Press Release
September 17, 2019


Akbayan Senator Risa Hontiveros has filed a resolution calling on the Senate to probe the national security implications of an alleged agreement allowing Dito Telecommunity Corp., a Chinese telecommunications firm formerly known as Mislatel Consortium, to set up equipment and facilities within military bases in the country.

The Senator filed Senate Resolution No. 137 after Department of National Defense (DND) Secretary Delfin Lorenzana said that he was unaware of the alleged agreement between the Armed Forces of the Philippines (AFP) and Mislatel, a joint venture between President Rodrigo Duterte's friend, businessman Dennis Uy, with state-run China Telecom.

"Left in the dark, clueless"

Hontiveros said that this is the second time that Lorenzana was "left in the dark" and "clueless" about Chinese deals with serious national security implications. Last month, the defense secretary said that he was not consulted regarding the security issues surrounding the plan to allow Chinese firms to develop three Philippine islands, which he said are strategic maritime fronts that play a significant role in Philippine military history.

"Sign first, worry about security later"

"Is there now a 'sign first, worry about security later' policy under this administration? Ito na ang pangalawang beses na hindi nakonsulta ang defense secretary tungkol sa mga diumanong Chinese deals na pinapasok ng ating pamahalaan na may seryosong implikasyon sa ating pambansang seguridad," Hontiveros said.

"Sa isang panahon na patuloy ang panghihimasok ng Tsina sa West Philippine Sea, napaka-iresponsable na pumasok tayo sa mga kasunduan sa kanila na hindi sinusuri ang epekto nito sa ating pambansang seguridad at kaligtasan," Hontiveros added.

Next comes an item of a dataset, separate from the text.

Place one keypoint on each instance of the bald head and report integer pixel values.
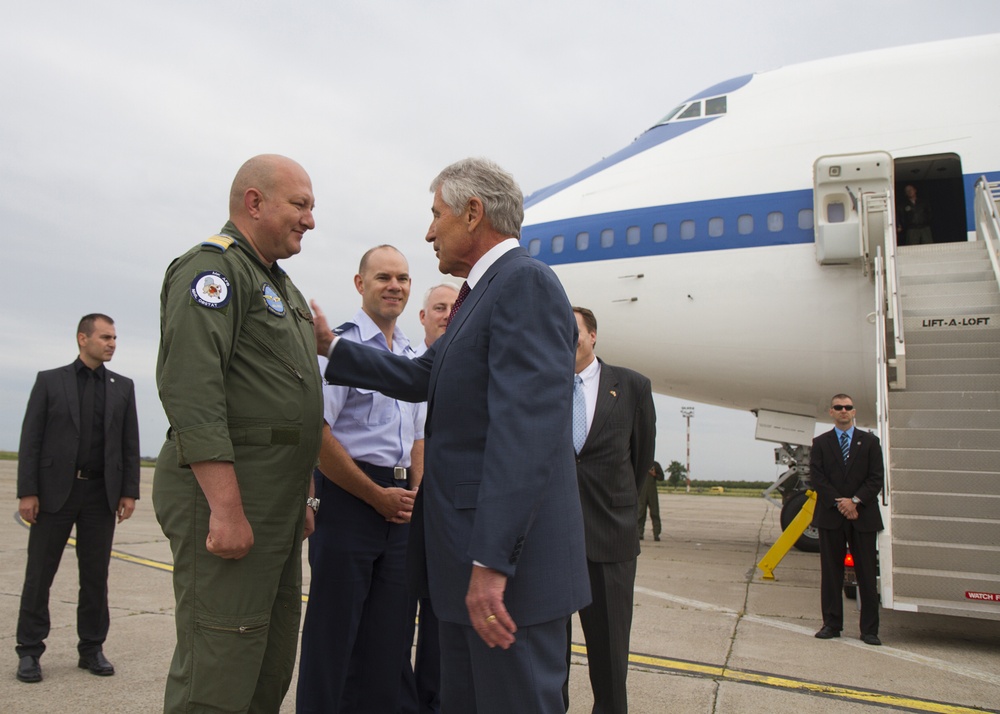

Hontiveros explained that under the said agreement, the Chinese Telecom will be tasked with building and deploying Dito's actual telecommunications infrastructure to be installed "on land leased within military bases," thus raising fears over the possibility of espionage and other security risks. She said that Chinese corporations are obligated to support state intelligence-gathering efforts under Article 7 of China's National Intelligence Law, which requires that "any organization or citizen shall support, assist and cooperate with the state intelligence work in accordance with the law." She said that Chinese corporations cannot refuse to assist such acts of espionage, since China's Counter-Espionage Law requires that "when the state security organ investigates and understands the situation of espionage and collects relevant evidence, the relevant organizations and individuals shall provide it truthfully and may not refuse."

"There is an urgent need to determine whether or not the presence of Chinese facilities in military bases and installations undermines national security and whether or not the lease agreements entered into for this purpose comply with applicable law," Hontiveros said.

The Senator said that the provisions of the said agreement allowing lease of portions of military bases may be in violation of Section 88 of the Public Land Act, which states that "military reservations cannot be subject to lease, occupation, entry, sale, or other disposition, until declared alienable by provisions of the Act or by proclamation by the President," and the AFP Modernization Act, which states that any "sale, lease or joint development of military reservations must be authorized by Congress."